[Resolved] Network Issues

We are currently seeing packet loss affecting all UK servers

Update: This looks like  a potential issue with LINX (London internet exchange) as many UK sites are slowing to a crawl. We will update you as we have further information.

Update 2: We have confirmed the issues are due to LINX.

Update 3: We are now routing past LINX, therefore most ISP’s should find access to our services is back to normal speeds. Some ISP’s will still go straight to LINX unfortunatley.

Update 4: We believe this issue is now resolved which can be seen from the LINX Graph below.

[Resolved] Planned maintainence on cp1

As per the email sent out today, we will  be taking cp1 down for approximatley 15 minutes at 9PM, in order to restore full redundancy to the RAID array after the events on Saturday.

Update: This is currently in progress

Update 2: Actual downtime 5 minutes. Machine is up and services are starting

Update 3: The RAID rebuild is now starting. It’s going to be 10-15 minutes before the load stabalizes. There is going to be substancially increased I/O wait unfortunatley until the rebuild completes.
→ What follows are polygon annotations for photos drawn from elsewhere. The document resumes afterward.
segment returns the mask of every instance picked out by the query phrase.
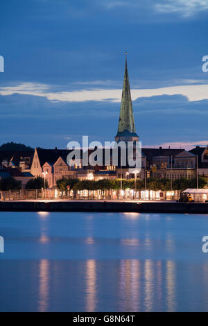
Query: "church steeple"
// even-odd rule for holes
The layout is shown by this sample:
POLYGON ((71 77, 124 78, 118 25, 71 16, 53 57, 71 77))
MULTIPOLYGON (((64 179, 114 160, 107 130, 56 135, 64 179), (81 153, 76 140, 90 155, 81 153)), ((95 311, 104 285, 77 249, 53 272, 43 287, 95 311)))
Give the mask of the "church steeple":
POLYGON ((115 137, 116 141, 138 141, 136 134, 135 123, 132 109, 131 93, 127 68, 127 53, 125 52, 125 73, 123 85, 122 98, 118 132, 115 137))

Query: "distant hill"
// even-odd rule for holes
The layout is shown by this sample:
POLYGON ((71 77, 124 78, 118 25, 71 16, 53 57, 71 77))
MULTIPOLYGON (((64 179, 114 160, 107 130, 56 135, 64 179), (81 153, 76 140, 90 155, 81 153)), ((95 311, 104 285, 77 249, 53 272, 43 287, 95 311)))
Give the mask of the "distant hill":
POLYGON ((0 151, 32 151, 33 147, 26 146, 24 144, 10 143, 3 144, 0 146, 0 151))

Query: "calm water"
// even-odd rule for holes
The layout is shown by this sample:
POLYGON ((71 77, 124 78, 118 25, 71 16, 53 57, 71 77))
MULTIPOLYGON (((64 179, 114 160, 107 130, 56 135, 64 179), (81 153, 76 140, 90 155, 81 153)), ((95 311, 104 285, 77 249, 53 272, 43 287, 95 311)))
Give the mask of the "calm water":
POLYGON ((208 311, 208 215, 0 212, 0 311, 208 311))

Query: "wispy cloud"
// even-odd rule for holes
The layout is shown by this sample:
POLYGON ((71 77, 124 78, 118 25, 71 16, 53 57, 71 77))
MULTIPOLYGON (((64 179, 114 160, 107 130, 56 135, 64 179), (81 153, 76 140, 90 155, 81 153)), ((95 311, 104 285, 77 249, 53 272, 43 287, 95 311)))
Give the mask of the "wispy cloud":
MULTIPOLYGON (((71 92, 52 92, 50 85, 40 83, 26 83, 14 86, 0 87, 1 95, 12 94, 43 96, 52 101, 85 102, 87 101, 120 102, 121 89, 105 89, 96 88, 71 92)), ((182 94, 189 101, 208 98, 208 84, 185 85, 155 89, 133 89, 132 98, 135 101, 141 97, 151 97, 161 95, 182 94)))
POLYGON ((107 9, 114 9, 116 7, 126 7, 130 8, 146 9, 146 14, 155 11, 157 13, 176 13, 182 17, 193 16, 196 13, 208 10, 207 0, 125 0, 110 1, 103 0, 101 3, 107 9))
POLYGON ((183 17, 192 16, 199 11, 208 10, 208 0, 166 0, 156 2, 155 8, 158 12, 176 12, 183 17))
POLYGON ((155 145, 145 145, 144 148, 154 148, 162 146, 163 148, 184 148, 186 151, 189 151, 196 146, 206 147, 208 145, 208 140, 198 140, 196 141, 173 141, 169 143, 162 143, 155 145))

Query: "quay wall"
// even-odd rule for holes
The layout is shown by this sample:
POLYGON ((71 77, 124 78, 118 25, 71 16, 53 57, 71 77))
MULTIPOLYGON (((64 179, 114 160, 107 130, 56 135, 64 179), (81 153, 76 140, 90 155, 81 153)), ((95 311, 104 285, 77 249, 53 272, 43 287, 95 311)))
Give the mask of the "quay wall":
POLYGON ((1 201, 1 212, 103 212, 207 214, 208 203, 112 201, 1 201))

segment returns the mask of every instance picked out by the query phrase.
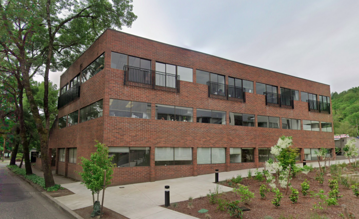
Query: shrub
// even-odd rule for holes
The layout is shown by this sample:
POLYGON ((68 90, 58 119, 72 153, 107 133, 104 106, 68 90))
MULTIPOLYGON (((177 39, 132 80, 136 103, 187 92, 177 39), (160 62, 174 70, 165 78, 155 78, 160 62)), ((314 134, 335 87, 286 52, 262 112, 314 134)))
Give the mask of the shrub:
POLYGON ((281 206, 281 200, 282 198, 283 198, 283 195, 281 192, 278 188, 272 189, 272 191, 275 193, 274 195, 274 198, 272 200, 272 204, 274 205, 275 207, 279 207, 281 206))
POLYGON ((306 179, 304 182, 303 182, 301 184, 302 186, 302 193, 303 194, 304 196, 306 196, 308 194, 308 190, 310 188, 310 186, 309 186, 309 182, 307 182, 306 179))
POLYGON ((239 203, 239 201, 235 201, 228 203, 227 209, 228 211, 228 213, 231 216, 234 216, 235 217, 242 218, 243 211, 242 211, 242 209, 241 209, 238 206, 239 203))
POLYGON ((254 193, 249 191, 248 186, 241 185, 238 188, 233 188, 233 190, 236 194, 239 194, 241 202, 244 204, 248 205, 251 199, 254 198, 254 193))
POLYGON ((267 186, 265 185, 262 185, 260 187, 260 194, 262 199, 266 198, 266 192, 269 192, 269 189, 267 188, 267 186))
POLYGON ((295 204, 298 201, 298 194, 299 194, 299 192, 297 189, 293 187, 290 187, 290 190, 292 191, 292 193, 290 194, 289 199, 292 201, 292 203, 295 204))

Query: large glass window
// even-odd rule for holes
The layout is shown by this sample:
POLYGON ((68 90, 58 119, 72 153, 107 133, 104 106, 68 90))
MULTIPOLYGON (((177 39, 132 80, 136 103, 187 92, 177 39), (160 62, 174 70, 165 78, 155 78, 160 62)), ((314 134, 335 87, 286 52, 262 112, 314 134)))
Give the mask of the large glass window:
POLYGON ((151 119, 151 103, 110 99, 110 116, 151 119))
POLYGON ((67 116, 65 116, 58 118, 58 129, 61 129, 66 127, 66 122, 67 122, 67 116))
POLYGON ((262 83, 255 83, 255 88, 257 94, 264 94, 265 92, 270 92, 276 94, 278 93, 278 87, 269 84, 265 84, 262 83))
POLYGON ((226 124, 226 112, 197 109, 197 122, 226 124))
POLYGON ((150 165, 150 148, 146 147, 109 147, 109 157, 117 167, 150 165))
POLYGON ((301 130, 301 120, 282 118, 282 128, 286 129, 301 130))
POLYGON ((279 128, 279 118, 258 116, 258 127, 279 128))
POLYGON ((319 132, 319 122, 317 121, 303 120, 303 130, 319 132))
POLYGON ((99 72, 100 71, 104 69, 104 64, 105 53, 99 56, 92 63, 82 70, 82 82, 85 83, 88 79, 99 72))
POLYGON ((156 147, 156 166, 192 164, 191 147, 156 147))
POLYGON ((67 126, 71 126, 71 125, 76 125, 78 121, 78 111, 76 111, 73 113, 69 114, 69 117, 67 121, 67 126))
POLYGON ((226 148, 222 147, 197 147, 197 164, 226 163, 226 148))
POLYGON ((65 148, 60 148, 58 149, 58 161, 65 162, 65 148))
POLYGON ((208 81, 225 83, 224 76, 198 70, 196 70, 196 78, 197 83, 202 84, 207 84, 208 81))
POLYGON ((291 96, 294 100, 299 100, 299 91, 298 91, 281 87, 281 94, 291 96))
POLYGON ((322 132, 326 132, 328 133, 333 132, 331 122, 322 122, 321 124, 322 125, 322 132))
POLYGON ((99 100, 80 110, 80 122, 102 116, 103 100, 99 100))
POLYGON ((73 147, 69 149, 69 163, 76 163, 77 154, 77 148, 73 147))
POLYGON ((254 115, 241 113, 229 113, 229 124, 254 126, 254 115))

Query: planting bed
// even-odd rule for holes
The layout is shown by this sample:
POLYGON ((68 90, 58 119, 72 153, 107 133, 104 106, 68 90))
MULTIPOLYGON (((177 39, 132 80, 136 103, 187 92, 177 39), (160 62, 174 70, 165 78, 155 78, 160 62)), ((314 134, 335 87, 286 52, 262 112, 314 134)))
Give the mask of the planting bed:
MULTIPOLYGON (((352 167, 342 168, 340 167, 341 174, 352 174, 356 173, 356 170, 352 167)), ((274 192, 269 192, 266 193, 266 198, 261 199, 259 193, 260 186, 263 184, 266 184, 267 187, 269 187, 265 181, 260 182, 254 180, 253 178, 248 179, 244 178, 241 183, 241 184, 249 186, 249 190, 254 193, 254 198, 252 199, 249 204, 245 205, 240 203, 240 207, 246 207, 250 208, 250 211, 244 212, 244 218, 255 218, 262 219, 266 216, 271 216, 274 219, 280 218, 297 218, 297 219, 321 219, 321 218, 341 218, 339 215, 341 213, 341 205, 346 205, 347 207, 350 212, 352 212, 356 218, 359 217, 359 198, 355 196, 352 190, 346 188, 340 183, 339 183, 340 195, 343 195, 342 198, 338 201, 338 205, 325 206, 324 210, 314 210, 313 208, 313 205, 318 203, 318 202, 322 202, 318 199, 311 198, 310 195, 306 196, 303 196, 301 192, 301 184, 305 179, 309 181, 310 189, 309 191, 313 191, 317 193, 320 189, 323 189, 326 195, 328 195, 328 192, 330 190, 328 186, 328 180, 331 180, 331 174, 329 173, 329 168, 327 168, 326 173, 324 175, 324 181, 323 184, 320 184, 318 182, 314 181, 316 176, 316 172, 319 172, 318 169, 314 169, 312 171, 310 172, 308 174, 304 173, 298 173, 296 177, 293 178, 291 183, 294 188, 299 191, 299 197, 298 202, 296 204, 292 204, 289 197, 290 195, 290 189, 288 189, 287 194, 286 195, 285 188, 281 188, 281 191, 282 192, 284 198, 280 203, 280 206, 275 207, 272 204, 272 200, 274 197, 274 192), (314 217, 313 214, 317 214, 314 217)), ((357 179, 357 178, 353 178, 357 179)), ((357 180, 356 180, 357 181, 357 180)), ((229 186, 228 183, 230 182, 223 181, 219 183, 223 186, 229 186)), ((215 184, 213 184, 215 185, 215 184)), ((232 187, 232 186, 230 186, 232 187)), ((218 199, 222 199, 225 202, 231 202, 236 200, 240 200, 239 195, 236 197, 235 193, 233 192, 224 192, 217 196, 218 199)), ((221 211, 217 209, 218 206, 218 204, 212 204, 209 202, 209 199, 207 196, 194 199, 192 201, 192 208, 188 207, 189 201, 178 202, 177 204, 171 205, 171 206, 168 208, 176 211, 188 214, 193 216, 200 218, 234 218, 230 216, 227 212, 227 208, 225 208, 224 211, 221 211), (176 205, 176 207, 174 206, 176 205), (208 210, 206 213, 200 213, 197 211, 203 208, 208 210), (209 214, 207 215, 206 214, 209 214)), ((191 207, 191 206, 190 206, 191 207)))

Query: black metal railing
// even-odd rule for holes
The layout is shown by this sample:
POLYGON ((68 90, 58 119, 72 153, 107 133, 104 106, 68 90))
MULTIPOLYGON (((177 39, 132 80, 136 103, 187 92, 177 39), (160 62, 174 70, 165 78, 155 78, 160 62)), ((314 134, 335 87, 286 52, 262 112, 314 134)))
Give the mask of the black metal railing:
POLYGON ((330 114, 330 104, 325 102, 308 100, 308 109, 309 111, 330 114))
POLYGON ((208 85, 208 97, 246 102, 245 89, 211 81, 207 82, 208 85))
POLYGON ((80 97, 80 83, 72 86, 64 94, 58 97, 57 109, 61 108, 69 102, 75 100, 80 97))
POLYGON ((271 92, 264 92, 266 105, 281 107, 294 108, 294 100, 291 96, 271 92))
POLYGON ((154 70, 124 66, 124 84, 180 92, 180 76, 154 70))

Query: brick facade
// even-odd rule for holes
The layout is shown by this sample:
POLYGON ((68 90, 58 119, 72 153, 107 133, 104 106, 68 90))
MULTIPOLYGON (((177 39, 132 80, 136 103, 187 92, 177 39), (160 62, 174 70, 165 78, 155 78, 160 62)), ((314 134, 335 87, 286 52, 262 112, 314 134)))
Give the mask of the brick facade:
MULTIPOLYGON (((307 103, 301 101, 294 101, 294 109, 267 106, 265 96, 255 93, 255 82, 260 82, 277 86, 278 91, 281 87, 299 91, 300 100, 301 91, 330 97, 329 85, 112 30, 105 31, 62 75, 60 86, 104 52, 104 69, 82 84, 80 98, 60 108, 58 115, 61 118, 103 99, 103 117, 61 129, 55 127, 50 135, 49 146, 77 147, 77 163, 79 157, 89 158, 95 151, 94 140, 108 146, 150 147, 150 166, 115 168, 114 185, 196 176, 213 173, 215 169, 225 171, 263 166, 263 163, 258 162, 258 148, 273 146, 283 135, 293 136, 294 146, 301 148, 334 147, 333 133, 303 130, 303 120, 332 123, 332 114, 309 112, 307 103), (111 51, 151 60, 152 69, 156 61, 192 68, 193 82, 181 81, 180 93, 124 85, 124 71, 111 68, 111 51), (254 93, 246 93, 245 103, 210 98, 208 86, 196 83, 196 70, 225 75, 226 84, 228 76, 253 81, 254 93), (110 99, 151 103, 151 119, 109 116, 110 99), (194 122, 155 120, 156 104, 193 108, 194 122), (227 124, 195 122, 197 108, 226 112, 227 124), (255 115, 255 127, 230 125, 230 112, 255 115), (258 127, 258 115, 301 119, 302 130, 258 127), (155 147, 192 147, 193 164, 155 166, 155 147), (205 147, 225 148, 226 163, 197 164, 196 148, 205 147), (254 162, 230 163, 231 147, 254 148, 254 162)), ((280 124, 282 127, 281 119, 280 124)), ((66 151, 67 156, 68 149, 66 151)), ((303 159, 303 150, 301 152, 303 159)), ((81 180, 74 173, 81 170, 79 165, 59 162, 57 158, 58 174, 81 180)))

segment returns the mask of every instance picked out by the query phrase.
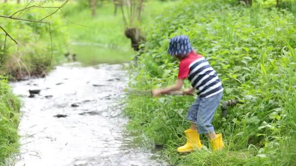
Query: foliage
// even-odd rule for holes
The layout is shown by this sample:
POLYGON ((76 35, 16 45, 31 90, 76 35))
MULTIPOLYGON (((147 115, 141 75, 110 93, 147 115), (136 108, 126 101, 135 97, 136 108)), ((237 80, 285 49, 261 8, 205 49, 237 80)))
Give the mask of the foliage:
MULTIPOLYGON (((23 6, 21 5, 4 4, 0 8, 0 13, 10 16, 22 8, 23 6)), ((38 20, 56 10, 51 9, 37 8, 26 11, 21 13, 20 16, 24 19, 38 20)), ((4 50, 2 48, 2 53, 0 53, 2 63, 1 73, 19 78, 30 74, 38 75, 46 71, 48 68, 50 68, 51 45, 48 24, 5 18, 0 19, 4 20, 1 26, 18 43, 16 45, 7 38, 5 49, 4 50)), ((65 23, 59 16, 54 15, 46 21, 51 24, 54 49, 53 64, 54 64, 60 59, 66 51, 68 43, 67 33, 65 23)), ((0 43, 4 45, 4 40, 5 34, 1 32, 0 43)))
MULTIPOLYGON (((217 111, 212 124, 223 134, 224 149, 177 153, 185 141, 186 113, 194 100, 190 97, 130 94, 126 108, 131 117, 129 127, 164 145, 173 165, 295 164, 295 17, 258 3, 247 8, 230 1, 185 0, 165 10, 147 33, 146 52, 131 67, 130 84, 149 89, 174 83, 178 63, 167 54, 168 39, 188 35, 196 50, 217 71, 225 88, 223 100, 246 102, 230 109, 226 118, 220 117, 220 109, 217 111)), ((208 147, 207 139, 202 140, 208 147)))
MULTIPOLYGON (((89 8, 82 8, 79 3, 72 2, 63 9, 68 20, 74 22, 67 21, 69 37, 73 43, 78 44, 71 46, 71 51, 77 53, 78 60, 87 65, 130 61, 134 53, 130 40, 125 36, 125 26, 120 10, 117 15, 114 16, 113 4, 106 2, 97 8, 96 16, 92 17, 89 8)), ((145 3, 141 15, 142 29, 152 25, 157 15, 166 6, 174 3, 176 2, 159 0, 145 3)))
POLYGON ((12 94, 7 77, 0 76, 0 165, 18 150, 20 102, 12 94))

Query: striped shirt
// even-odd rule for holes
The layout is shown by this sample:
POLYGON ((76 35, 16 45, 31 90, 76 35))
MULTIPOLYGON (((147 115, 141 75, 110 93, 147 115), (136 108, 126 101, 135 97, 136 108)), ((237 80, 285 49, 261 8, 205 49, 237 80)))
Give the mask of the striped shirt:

Update 4: Load is now coming down and the rebuild is chugging along nicely. We are marking this resolved and will continue to monitor until full redundancy and performance has been stored to the array.

[Resolved] cp1 down

cp1 has crashed due to what appears to be load issues. We are currently waiting on some remote eyes.

Update: It looks like possible primary hard disk failure. Giving it 5 minutes on the console to see if it boots, if it fails we will need to run a FSCK over the raid array and take it from there.

Update 2: I can confirm that /dev/sda (the primary hard disk) has failed. We are inspecting the data on the second disk. Standby for updates

Update 3: /dev/sdb is ok. We have repaired the filesystem and re-installed Grub. The machine is starting up now. Please note that CP1 is now running with 1 less idsk in the RAID set. Expect increased I/O wait an higher than normal loads. We will be replacing the disk momentarily.

Update 4: Some IP’s failed to come online properly. This has been fixed and everything is looking ok. It’s going to be 10 minutes or so before the machine stabalizes with normal levels of load.

Update 5: We have made a secondary backup of the machine onto our NAS as a precaution.. We will be restoring full redundancy to the RAID array with a new disk in due course.

[Completed] Maintainance Notification 11:00AM GMT Monday 1st March

UPDATE : This maintainence is now underway. All machines have been cleanly powered down. We are currently double checking all systems are powered down and will swap the PDU

UPDATE2: Due to a delay with onsite staff this is taking longer than expected. Appologies for the inconvenience.

UPDATE3: PDU has been replaced and we have connectivity on Edge #1. Servers are now being power cycled.

UPDATE5: All systems are now online and passed sanity checks. IF your VPS is offline please reboot via SolusVM or open a ticket

This is a reminder for the below maintainance which will begin in approx 1hr 45mins

Planned Maintenance Notification for 11:00AM GMT Monday 1st March.

This email is to inform you of some planned maintenance which will be service affecting.

Maintenance:

The main power bar in our rack which is supplied by our data centre has failed. The failure does not affect the power going through and ultimately to our servers however what has failed is the LCD Display which shows the current power usage which is very important to ensure that the rack isn’t overloaded.

Planned for:

11:00AM GMT on Monday 1st March 2010

Expected Downtime:

The downtime expected is approx 10 – 15 minutes. We will be powering all machines down cleanly then replacing the PDU and powering each machine back on.

Note: VPS may take longer due to the way that VPS start up.

We apologize for any inconvenience this may cause.